*VIDEO available at end of the post*: It's unclear to me why the Advocateposted a grainy CBS Reports featuring Mike Wallace on the then-taboo subject of homosexuality, but the video itself makes for fascinating viewing. I'm only halfway through it myself, snowed in here in Washington, and Wallace has already reported that:
The homosexual is not interested in or capable of lasting long term relationships like heterosexuals.
That little conclusion isn't sourced to any particular source because it did't have to; it was accepted as fact at that time, when I was but a toddler. Which is not to say that there are no sources here. The psychological "expert" is Charles Socarides, whose son Richard Socarideswould later come out and serve as one of Bill Clinton's liaisons to the gay community. Still sticking to his anti-gay guns despite mounds of evidence to the contrary, Socarides said back then and believed to his death in 2005:
There is no such thing as a happy homosexual. The fact that someone is an obligatory homosexual rules out any possibility of happiness.

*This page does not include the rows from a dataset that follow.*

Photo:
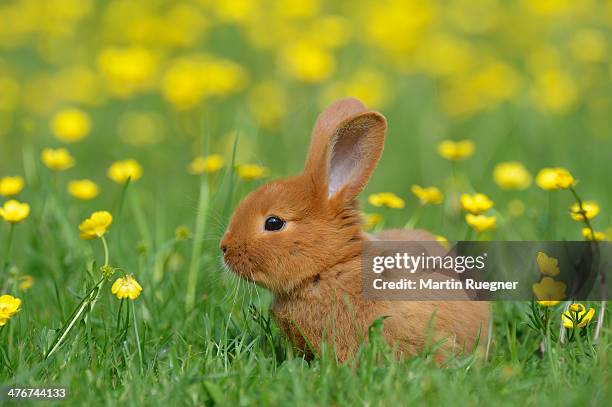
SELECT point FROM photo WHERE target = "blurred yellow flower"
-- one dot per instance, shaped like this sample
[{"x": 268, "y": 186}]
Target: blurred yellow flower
[
  {"x": 251, "y": 172},
  {"x": 548, "y": 303},
  {"x": 555, "y": 178},
  {"x": 594, "y": 235},
  {"x": 126, "y": 287},
  {"x": 481, "y": 223},
  {"x": 456, "y": 150},
  {"x": 511, "y": 175},
  {"x": 386, "y": 199},
  {"x": 9, "y": 306},
  {"x": 96, "y": 225},
  {"x": 554, "y": 91},
  {"x": 70, "y": 125},
  {"x": 549, "y": 290},
  {"x": 84, "y": 189},
  {"x": 57, "y": 159},
  {"x": 577, "y": 316},
  {"x": 10, "y": 186},
  {"x": 308, "y": 62},
  {"x": 14, "y": 211},
  {"x": 590, "y": 209},
  {"x": 121, "y": 171},
  {"x": 370, "y": 220},
  {"x": 476, "y": 203},
  {"x": 428, "y": 195},
  {"x": 208, "y": 164},
  {"x": 548, "y": 266},
  {"x": 25, "y": 282}
]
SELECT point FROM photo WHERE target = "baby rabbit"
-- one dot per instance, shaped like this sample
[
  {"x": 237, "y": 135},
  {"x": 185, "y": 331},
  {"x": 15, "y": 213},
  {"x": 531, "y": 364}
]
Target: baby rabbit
[{"x": 300, "y": 237}]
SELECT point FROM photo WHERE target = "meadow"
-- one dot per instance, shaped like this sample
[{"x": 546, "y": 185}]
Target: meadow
[{"x": 160, "y": 116}]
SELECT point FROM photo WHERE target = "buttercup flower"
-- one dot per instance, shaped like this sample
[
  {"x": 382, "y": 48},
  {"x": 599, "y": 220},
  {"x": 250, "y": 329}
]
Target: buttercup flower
[
  {"x": 96, "y": 225},
  {"x": 590, "y": 208},
  {"x": 386, "y": 199},
  {"x": 57, "y": 159},
  {"x": 251, "y": 172},
  {"x": 594, "y": 235},
  {"x": 70, "y": 125},
  {"x": 25, "y": 282},
  {"x": 511, "y": 175},
  {"x": 9, "y": 306},
  {"x": 10, "y": 186},
  {"x": 14, "y": 211},
  {"x": 476, "y": 204},
  {"x": 578, "y": 315},
  {"x": 555, "y": 178},
  {"x": 429, "y": 195},
  {"x": 456, "y": 150},
  {"x": 549, "y": 290},
  {"x": 370, "y": 220},
  {"x": 549, "y": 266},
  {"x": 481, "y": 223},
  {"x": 121, "y": 171},
  {"x": 209, "y": 164},
  {"x": 84, "y": 189},
  {"x": 126, "y": 287}
]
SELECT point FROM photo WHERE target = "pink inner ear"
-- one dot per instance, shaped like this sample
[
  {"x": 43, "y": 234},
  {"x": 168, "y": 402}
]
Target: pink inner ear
[{"x": 348, "y": 159}]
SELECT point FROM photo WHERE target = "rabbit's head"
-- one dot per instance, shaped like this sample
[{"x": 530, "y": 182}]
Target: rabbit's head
[{"x": 290, "y": 230}]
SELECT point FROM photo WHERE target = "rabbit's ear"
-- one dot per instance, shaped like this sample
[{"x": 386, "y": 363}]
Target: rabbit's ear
[{"x": 347, "y": 142}]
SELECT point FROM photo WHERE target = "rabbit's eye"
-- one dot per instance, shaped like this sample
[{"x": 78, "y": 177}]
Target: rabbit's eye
[{"x": 274, "y": 223}]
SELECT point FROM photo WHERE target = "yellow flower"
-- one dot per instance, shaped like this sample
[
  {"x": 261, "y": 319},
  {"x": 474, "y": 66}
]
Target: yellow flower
[
  {"x": 455, "y": 151},
  {"x": 14, "y": 211},
  {"x": 96, "y": 225},
  {"x": 549, "y": 290},
  {"x": 370, "y": 220},
  {"x": 251, "y": 172},
  {"x": 577, "y": 314},
  {"x": 386, "y": 199},
  {"x": 548, "y": 266},
  {"x": 121, "y": 171},
  {"x": 25, "y": 282},
  {"x": 511, "y": 175},
  {"x": 84, "y": 189},
  {"x": 57, "y": 159},
  {"x": 555, "y": 178},
  {"x": 590, "y": 209},
  {"x": 126, "y": 287},
  {"x": 211, "y": 163},
  {"x": 70, "y": 125},
  {"x": 548, "y": 303},
  {"x": 9, "y": 306},
  {"x": 476, "y": 204},
  {"x": 595, "y": 235},
  {"x": 481, "y": 223},
  {"x": 429, "y": 195},
  {"x": 10, "y": 186},
  {"x": 443, "y": 241}
]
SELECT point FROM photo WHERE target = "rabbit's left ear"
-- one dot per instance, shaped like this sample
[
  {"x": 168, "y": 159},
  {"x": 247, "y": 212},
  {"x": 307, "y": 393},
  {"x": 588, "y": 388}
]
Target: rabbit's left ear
[{"x": 348, "y": 157}]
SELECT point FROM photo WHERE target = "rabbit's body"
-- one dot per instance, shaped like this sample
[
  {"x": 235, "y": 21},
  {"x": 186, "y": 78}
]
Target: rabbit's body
[
  {"x": 301, "y": 238},
  {"x": 331, "y": 308}
]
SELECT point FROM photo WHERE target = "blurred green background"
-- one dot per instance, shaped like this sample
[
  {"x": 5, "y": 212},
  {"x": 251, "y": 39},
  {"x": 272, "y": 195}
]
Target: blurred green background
[{"x": 525, "y": 80}]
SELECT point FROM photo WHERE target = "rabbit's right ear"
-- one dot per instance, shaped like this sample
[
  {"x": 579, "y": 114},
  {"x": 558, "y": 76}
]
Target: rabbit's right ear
[{"x": 347, "y": 142}]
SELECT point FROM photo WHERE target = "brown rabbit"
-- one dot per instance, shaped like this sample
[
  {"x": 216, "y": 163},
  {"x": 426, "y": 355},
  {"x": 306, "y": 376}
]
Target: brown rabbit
[{"x": 300, "y": 237}]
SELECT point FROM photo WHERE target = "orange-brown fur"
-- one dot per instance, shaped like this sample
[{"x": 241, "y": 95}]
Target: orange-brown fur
[{"x": 313, "y": 265}]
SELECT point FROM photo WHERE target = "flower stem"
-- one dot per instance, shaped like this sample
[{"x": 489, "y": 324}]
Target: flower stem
[
  {"x": 198, "y": 241},
  {"x": 7, "y": 251}
]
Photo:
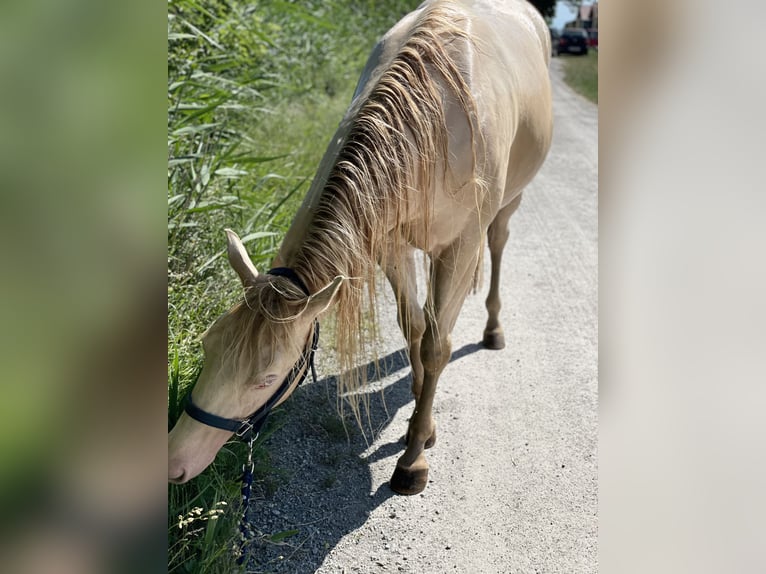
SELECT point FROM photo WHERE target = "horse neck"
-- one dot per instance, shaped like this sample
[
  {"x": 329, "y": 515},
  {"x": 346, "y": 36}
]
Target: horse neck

Bleak stuff, to be sure. But in fact, Wallace's account is remarkably balanced, coming as it did two years before Stonewall. He begins the report by interviewing D.C. resident andMattachine Society activist Warren Adkins (pictured), as articulate a spokesman for the happy homosexual as I've seen in all the years since.
Socarides' harsh views are correctly characterized as among the majority at the time, but Wallace gives the minority, pro-gay viewpoint as well. And we have to remember that, as of 1967, there really wasn't much evidence that gay men (the report is limited to the male of the species) was attempting lasting, long-term relationships, at least en masse.